Should I just try and replace the water valve kit only?  hard to do?  just 2 screws?  Never done it before.  I do have the other part that controls the foot peddle (but I think you have to take the toilet off in order to install that piece, correct?)


----------



## Triple E (Oct 6, 2011)

Hey Archer, a couple of year ago I had a broken part on the little shower hose connection for cleaning out the toilet.  I called Sealand and they were very helpful with all I had to do.  Removing and installing the toilet was the easiest part of the whole job.  The parts they sent arrived the next day.  Which they should have since they are in Western Washington and I am in Eastern Washington.  NOW the toilet will not hold water in the bowl so I guess this will be my winter project.
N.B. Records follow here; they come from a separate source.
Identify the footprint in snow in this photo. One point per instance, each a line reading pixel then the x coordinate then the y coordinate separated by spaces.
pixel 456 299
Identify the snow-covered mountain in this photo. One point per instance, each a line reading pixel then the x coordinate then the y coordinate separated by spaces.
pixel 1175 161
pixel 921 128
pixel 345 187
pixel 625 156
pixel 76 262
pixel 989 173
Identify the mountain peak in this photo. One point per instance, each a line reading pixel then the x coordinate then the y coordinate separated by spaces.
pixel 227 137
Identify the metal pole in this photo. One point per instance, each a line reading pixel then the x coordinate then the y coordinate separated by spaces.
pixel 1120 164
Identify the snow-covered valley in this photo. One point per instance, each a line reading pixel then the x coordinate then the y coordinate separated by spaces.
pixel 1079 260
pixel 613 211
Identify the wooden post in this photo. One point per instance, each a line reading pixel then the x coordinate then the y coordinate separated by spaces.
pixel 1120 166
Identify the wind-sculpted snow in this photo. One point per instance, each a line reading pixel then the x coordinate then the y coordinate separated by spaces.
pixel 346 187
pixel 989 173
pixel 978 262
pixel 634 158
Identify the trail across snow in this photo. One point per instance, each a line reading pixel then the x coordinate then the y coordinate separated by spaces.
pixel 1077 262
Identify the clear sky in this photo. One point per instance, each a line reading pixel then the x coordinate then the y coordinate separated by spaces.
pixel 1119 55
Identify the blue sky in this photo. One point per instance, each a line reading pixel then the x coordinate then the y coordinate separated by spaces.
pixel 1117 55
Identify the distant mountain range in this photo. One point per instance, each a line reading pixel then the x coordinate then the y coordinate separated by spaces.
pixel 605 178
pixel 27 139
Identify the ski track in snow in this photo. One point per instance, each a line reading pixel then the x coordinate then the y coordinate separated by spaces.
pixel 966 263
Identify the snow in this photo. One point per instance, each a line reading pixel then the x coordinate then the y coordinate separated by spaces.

When the toilet is off will be a good time to take a flash light to verify how clean you tank is.


----------



## akjimny (Oct 7, 2011)

That's going to be one of my projects when I get home this year.  Gotta rebuild the toilet so it will hold a water seal in the bowl.  I cleaned it good before the trip this spring and it held for a while but now the water leaks out after a few minutes.  Oh well -


----------



## ARCHER (Oct 9, 2011)

Well, i bought the water valve kit but have not installed it yet.  I loosened the two screws that hold it all together and low and behold, it seems to be working better.  I'll just hold on to the kit and the other part and if it starts acting up again, I'll go a head and repair it.  I did find out  you don't need to take the entire toilet off just to replace the two parts.


----------



## brodavid (Oct 11, 2011)

good for you,


----------